Mindfulness en de zweethut
In ronde twee eren we de spirits van het Zuiden. Het is een stuk warmer dan ronde 1. Mijn gedachten schieten alle kanten op. Spirits, spirits: denk ik. Pfff ik heb het gewoon fucking warm. Ik weet uit het verleden dat ik sceptisch kan zijn als het op spiritualiteit aan komt. Tegelijkertijd weet ik dat vooral mijn gedachten daarvoor zorgen en dat ik me moet overgeven aan het ritueel. Ik ga met mijn aandacht naar mijn adem, als een mindfulness oefening. Voel mijn lijf, de warmte is extreem, overal. Ik merk een wir-war aan gedachten, maar een rustig gemoed. Weer naar mijn adem. Ik ga wat naar achter, maar daar is het nog warmer. De hitte slaat op mijn rug. Weer naar mijn adem. Pfff, ik hou het niet meer. Kan amper ademen en mijn hart klopt als een malle. Dan gaat de laatste schep water van deze ronde over de stenen. Ik heb het gehaald…
‘You have to look deeper, way below the anger, the hurt, the hate, the jealousy, the self-pity, way down deep where the dreams lie, son. Find your dream. It’s the pursuit of your dream that heals you.’ -Billy Mills (Oglala Lakota)
Harnas
Ronde drie kom ik er dieper in. “Hoe harder je zingt, hoe minder je de hitte voelt”, zegt Iris. Ik zing en schreeuw de longen uit mijn lijf. En inderdaad, de warmte gaat langs me heen. Mijn gedachten vervagen en ik word meegenomen met de klanken, ineens is er niet zoveel meer dan de warmte die voelt als en deken… Ik zie mijn moeder en vader. Er is geen verdriet, wel dankbaarheid, dat ik hier ben, ook dankzij hen en mijn eigen gezin.
En dan ineens gaat de luifel al open. Wat, zo snel?!

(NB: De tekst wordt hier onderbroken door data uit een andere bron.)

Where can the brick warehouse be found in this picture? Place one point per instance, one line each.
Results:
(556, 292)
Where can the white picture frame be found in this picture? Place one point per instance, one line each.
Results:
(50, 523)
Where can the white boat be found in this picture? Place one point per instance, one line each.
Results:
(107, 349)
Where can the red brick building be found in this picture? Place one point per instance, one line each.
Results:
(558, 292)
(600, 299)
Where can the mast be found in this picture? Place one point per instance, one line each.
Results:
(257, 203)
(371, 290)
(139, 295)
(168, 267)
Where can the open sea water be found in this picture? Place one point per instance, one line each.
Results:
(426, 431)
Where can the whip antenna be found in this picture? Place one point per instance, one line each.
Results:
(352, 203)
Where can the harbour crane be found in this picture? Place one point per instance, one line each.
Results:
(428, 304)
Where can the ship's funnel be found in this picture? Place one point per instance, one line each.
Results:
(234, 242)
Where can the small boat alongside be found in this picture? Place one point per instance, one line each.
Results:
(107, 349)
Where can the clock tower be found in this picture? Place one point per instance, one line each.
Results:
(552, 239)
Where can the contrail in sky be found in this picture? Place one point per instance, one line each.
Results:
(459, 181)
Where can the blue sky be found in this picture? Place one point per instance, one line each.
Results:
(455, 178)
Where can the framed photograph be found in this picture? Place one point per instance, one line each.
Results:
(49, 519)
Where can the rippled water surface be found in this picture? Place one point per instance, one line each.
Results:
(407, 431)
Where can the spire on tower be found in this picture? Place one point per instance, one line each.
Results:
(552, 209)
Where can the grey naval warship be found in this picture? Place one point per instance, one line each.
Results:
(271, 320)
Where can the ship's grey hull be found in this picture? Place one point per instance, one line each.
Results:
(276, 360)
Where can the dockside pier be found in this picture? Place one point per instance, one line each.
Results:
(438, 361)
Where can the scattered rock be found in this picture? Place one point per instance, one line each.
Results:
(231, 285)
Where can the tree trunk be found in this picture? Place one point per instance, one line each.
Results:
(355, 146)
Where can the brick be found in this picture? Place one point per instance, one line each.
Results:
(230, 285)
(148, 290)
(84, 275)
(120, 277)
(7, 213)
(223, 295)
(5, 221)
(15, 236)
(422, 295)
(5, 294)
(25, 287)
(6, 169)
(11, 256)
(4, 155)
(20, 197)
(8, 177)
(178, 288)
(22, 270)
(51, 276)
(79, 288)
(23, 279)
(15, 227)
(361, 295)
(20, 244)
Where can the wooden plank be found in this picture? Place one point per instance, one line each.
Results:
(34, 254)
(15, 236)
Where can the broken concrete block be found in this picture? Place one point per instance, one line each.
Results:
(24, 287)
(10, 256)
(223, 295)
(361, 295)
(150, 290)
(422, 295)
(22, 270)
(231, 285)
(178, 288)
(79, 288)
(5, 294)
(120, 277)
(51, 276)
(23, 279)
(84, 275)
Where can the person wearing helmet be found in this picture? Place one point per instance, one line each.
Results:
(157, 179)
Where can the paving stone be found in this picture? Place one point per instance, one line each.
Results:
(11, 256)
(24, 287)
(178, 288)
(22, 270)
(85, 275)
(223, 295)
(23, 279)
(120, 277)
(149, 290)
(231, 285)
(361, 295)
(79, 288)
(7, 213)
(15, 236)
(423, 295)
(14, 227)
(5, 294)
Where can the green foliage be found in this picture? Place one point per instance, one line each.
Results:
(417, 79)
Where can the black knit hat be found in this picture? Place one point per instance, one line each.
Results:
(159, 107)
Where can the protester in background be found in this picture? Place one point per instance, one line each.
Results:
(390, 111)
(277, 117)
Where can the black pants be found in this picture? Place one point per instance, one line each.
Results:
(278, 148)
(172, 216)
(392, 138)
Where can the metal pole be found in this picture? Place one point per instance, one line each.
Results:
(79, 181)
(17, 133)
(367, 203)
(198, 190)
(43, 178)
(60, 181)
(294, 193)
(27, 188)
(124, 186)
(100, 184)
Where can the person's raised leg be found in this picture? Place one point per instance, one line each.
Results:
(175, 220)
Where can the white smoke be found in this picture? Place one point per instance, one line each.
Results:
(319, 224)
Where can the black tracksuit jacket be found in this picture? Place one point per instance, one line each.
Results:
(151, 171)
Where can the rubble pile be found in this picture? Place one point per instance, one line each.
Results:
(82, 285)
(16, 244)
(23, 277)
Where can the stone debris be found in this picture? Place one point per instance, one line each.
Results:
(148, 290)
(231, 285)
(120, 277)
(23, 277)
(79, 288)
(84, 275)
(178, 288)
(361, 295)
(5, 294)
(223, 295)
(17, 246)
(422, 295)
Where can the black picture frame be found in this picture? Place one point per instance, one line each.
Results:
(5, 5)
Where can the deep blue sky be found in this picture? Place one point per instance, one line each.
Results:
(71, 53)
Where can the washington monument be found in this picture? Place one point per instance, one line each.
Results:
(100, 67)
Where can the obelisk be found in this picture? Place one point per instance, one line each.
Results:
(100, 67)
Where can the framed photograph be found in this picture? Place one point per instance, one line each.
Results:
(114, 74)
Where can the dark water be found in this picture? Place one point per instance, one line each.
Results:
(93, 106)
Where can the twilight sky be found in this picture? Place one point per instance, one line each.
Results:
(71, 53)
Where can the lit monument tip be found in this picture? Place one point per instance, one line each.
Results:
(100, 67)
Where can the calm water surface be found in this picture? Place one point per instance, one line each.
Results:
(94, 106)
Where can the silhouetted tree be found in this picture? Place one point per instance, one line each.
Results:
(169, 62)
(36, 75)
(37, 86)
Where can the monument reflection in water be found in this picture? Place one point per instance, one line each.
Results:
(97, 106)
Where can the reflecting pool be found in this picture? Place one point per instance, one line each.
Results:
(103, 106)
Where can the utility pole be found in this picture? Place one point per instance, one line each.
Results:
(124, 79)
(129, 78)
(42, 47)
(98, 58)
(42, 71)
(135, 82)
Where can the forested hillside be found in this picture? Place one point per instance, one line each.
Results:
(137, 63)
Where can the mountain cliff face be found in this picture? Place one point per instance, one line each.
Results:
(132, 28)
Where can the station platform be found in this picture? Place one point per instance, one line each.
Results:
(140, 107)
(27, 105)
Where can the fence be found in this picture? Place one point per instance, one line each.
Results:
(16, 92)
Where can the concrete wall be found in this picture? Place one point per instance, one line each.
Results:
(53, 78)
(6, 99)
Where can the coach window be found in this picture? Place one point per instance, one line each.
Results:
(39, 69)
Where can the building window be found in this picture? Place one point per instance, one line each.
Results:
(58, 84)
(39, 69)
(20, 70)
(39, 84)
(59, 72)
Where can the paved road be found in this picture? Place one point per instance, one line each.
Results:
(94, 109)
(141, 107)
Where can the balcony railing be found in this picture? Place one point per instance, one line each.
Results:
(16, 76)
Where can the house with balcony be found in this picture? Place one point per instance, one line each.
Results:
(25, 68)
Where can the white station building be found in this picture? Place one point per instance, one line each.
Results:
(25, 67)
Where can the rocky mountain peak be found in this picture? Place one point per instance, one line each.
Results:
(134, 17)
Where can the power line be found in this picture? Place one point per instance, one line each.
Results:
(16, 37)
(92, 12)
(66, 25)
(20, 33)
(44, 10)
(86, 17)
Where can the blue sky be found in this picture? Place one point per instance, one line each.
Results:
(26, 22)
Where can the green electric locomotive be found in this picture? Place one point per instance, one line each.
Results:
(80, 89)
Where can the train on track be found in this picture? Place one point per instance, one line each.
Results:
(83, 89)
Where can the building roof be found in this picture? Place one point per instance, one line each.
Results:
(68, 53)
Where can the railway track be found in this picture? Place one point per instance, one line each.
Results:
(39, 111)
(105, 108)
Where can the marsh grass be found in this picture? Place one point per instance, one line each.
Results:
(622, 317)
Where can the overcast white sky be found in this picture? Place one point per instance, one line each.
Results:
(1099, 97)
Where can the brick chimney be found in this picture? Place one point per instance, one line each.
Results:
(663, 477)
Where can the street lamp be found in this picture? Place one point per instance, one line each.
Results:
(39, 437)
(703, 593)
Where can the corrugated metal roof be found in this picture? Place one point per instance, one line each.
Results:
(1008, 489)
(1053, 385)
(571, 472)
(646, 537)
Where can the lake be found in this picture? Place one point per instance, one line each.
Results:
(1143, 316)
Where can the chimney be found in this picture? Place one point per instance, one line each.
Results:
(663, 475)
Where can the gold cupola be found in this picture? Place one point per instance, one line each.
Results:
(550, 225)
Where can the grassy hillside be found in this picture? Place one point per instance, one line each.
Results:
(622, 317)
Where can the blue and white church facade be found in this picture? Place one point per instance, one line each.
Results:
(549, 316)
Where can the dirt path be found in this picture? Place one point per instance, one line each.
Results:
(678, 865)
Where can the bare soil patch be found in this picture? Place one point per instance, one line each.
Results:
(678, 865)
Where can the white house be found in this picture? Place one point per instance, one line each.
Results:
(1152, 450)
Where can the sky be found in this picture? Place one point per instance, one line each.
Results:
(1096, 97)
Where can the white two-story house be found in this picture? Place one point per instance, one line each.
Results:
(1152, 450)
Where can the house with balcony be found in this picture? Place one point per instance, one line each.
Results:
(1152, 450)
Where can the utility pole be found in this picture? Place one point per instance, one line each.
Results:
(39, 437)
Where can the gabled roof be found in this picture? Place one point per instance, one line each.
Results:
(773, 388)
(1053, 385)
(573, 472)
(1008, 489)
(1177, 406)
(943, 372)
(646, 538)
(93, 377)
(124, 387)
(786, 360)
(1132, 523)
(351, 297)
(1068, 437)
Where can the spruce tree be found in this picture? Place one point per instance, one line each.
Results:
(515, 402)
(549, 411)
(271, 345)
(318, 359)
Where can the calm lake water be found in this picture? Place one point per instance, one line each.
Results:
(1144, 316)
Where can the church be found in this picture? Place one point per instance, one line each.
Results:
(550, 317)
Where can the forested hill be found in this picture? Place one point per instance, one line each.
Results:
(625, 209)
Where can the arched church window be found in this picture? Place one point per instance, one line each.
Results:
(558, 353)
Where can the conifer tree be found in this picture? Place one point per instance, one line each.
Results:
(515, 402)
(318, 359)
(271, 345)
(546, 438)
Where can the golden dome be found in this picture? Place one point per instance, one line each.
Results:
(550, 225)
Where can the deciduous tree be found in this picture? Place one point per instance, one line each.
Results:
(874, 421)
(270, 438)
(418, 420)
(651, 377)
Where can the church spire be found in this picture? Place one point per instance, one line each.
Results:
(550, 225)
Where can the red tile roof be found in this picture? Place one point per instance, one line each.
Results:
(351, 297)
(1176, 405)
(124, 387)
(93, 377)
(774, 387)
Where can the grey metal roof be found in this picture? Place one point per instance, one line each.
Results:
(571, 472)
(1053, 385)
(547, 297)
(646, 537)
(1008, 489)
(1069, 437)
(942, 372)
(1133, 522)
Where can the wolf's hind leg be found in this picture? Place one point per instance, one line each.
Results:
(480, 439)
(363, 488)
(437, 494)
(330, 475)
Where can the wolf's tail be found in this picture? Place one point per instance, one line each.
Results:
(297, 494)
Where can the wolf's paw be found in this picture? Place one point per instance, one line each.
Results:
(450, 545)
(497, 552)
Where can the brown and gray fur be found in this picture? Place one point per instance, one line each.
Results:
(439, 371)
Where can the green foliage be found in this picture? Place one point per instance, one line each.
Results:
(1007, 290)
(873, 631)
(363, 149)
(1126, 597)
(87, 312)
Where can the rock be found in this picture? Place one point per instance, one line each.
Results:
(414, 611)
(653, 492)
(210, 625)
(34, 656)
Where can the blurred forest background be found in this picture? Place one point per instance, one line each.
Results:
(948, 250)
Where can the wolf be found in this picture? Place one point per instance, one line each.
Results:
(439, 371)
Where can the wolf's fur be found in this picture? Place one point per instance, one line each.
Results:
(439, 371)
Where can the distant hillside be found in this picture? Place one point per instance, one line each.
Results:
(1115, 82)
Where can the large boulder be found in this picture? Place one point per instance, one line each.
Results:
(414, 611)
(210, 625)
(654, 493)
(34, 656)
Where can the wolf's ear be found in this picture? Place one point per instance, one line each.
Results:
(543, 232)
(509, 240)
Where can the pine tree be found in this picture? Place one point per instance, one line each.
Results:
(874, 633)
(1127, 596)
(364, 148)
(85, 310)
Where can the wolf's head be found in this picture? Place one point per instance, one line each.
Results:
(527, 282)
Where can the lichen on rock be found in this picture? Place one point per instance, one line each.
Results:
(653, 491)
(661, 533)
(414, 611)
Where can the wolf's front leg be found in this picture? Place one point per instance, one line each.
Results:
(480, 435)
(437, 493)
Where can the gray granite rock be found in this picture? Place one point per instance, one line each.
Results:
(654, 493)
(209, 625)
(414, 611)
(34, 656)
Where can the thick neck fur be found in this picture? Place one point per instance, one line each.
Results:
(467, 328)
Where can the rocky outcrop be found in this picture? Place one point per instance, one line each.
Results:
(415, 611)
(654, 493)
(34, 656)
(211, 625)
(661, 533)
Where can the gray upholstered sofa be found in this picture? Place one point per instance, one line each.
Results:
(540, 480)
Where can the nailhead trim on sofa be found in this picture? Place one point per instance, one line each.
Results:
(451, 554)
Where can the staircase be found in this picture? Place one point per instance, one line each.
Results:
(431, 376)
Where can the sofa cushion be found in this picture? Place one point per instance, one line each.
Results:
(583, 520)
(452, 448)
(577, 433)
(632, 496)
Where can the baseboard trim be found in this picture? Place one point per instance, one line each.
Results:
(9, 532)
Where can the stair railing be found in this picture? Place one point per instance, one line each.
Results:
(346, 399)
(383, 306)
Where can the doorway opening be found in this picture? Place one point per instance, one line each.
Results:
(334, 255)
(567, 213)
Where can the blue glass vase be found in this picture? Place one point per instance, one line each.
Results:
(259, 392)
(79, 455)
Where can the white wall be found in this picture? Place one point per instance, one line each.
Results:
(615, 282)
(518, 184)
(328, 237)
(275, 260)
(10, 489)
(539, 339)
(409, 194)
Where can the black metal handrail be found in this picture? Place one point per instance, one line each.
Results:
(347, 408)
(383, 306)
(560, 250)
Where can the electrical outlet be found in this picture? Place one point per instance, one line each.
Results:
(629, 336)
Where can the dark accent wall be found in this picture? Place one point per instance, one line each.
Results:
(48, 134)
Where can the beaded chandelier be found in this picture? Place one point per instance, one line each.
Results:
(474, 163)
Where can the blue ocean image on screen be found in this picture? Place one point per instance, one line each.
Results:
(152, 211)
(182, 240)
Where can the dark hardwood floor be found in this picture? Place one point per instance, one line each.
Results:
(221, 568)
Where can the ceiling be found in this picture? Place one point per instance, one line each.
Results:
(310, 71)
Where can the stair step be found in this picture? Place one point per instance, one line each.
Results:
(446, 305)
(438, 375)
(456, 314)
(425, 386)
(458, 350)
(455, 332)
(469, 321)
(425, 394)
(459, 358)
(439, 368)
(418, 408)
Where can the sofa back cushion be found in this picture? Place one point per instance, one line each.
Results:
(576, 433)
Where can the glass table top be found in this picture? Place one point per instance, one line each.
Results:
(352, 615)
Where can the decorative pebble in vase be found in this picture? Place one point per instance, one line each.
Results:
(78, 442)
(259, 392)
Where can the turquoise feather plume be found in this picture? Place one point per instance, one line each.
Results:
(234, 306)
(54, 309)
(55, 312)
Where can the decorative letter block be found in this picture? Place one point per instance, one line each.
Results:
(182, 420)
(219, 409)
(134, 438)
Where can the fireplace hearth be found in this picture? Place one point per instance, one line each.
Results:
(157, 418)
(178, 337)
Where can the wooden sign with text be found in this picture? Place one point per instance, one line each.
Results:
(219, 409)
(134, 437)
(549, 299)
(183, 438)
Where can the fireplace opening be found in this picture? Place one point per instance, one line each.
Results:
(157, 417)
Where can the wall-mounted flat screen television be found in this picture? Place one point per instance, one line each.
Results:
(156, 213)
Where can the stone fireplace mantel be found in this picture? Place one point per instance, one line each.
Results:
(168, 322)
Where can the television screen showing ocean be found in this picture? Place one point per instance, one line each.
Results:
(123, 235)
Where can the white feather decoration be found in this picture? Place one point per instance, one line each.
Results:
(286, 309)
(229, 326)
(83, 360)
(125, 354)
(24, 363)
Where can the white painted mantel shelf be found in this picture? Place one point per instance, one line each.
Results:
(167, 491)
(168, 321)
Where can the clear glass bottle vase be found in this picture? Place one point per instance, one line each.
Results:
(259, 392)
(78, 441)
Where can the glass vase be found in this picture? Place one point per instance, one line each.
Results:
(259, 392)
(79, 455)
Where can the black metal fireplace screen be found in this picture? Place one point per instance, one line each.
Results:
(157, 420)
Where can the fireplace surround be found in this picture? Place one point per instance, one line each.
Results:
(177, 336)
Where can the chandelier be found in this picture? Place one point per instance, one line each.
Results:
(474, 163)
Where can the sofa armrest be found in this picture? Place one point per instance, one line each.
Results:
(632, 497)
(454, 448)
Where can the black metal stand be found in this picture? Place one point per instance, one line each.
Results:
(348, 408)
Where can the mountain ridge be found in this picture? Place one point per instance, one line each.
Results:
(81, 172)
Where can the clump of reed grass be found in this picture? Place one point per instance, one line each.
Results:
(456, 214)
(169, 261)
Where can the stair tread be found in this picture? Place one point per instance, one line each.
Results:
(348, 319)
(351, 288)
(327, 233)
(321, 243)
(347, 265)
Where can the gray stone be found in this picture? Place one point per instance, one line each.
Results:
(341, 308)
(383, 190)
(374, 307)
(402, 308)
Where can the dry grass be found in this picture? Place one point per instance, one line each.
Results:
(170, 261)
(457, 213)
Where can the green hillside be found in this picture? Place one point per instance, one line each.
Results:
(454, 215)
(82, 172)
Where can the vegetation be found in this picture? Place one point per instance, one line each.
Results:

‘The greatest strength is gentleness.’ – unknown Native American
Dan begint de laatste ronde; het Noorden, de hel van het Noorden… Ik kom ontzettend hard mezelf tegen. De warmte is nog heviger. Ik weet niet meer wat onder of boven is. Draai van links naar rechts op mijn doorweekte handdoek. Als je iets wilt zeggen tegen de spirits voel je vrij?’, zegt de watergietster. Het is stil, ik wacht, voel mijn hart kloppen en begin te praten: ik voel dat er eigenlijk geen verdriet meer zit om het verlies van mijn ouders. Wel merk ik dat ik vast zit in verdriet en rouw van vóór hun overlijden, dat ik klem zit in een harnas dat ik gebruikte tegen de pijn en een gemis van toen. Het harnas dat me beschermde en waar ik me nog steeds in probeer te wringen als het leven pittig is. Doodvermoeiend. A’ho!” Ik leg een hand op mijn hart, voor even is het harnas gesmolten.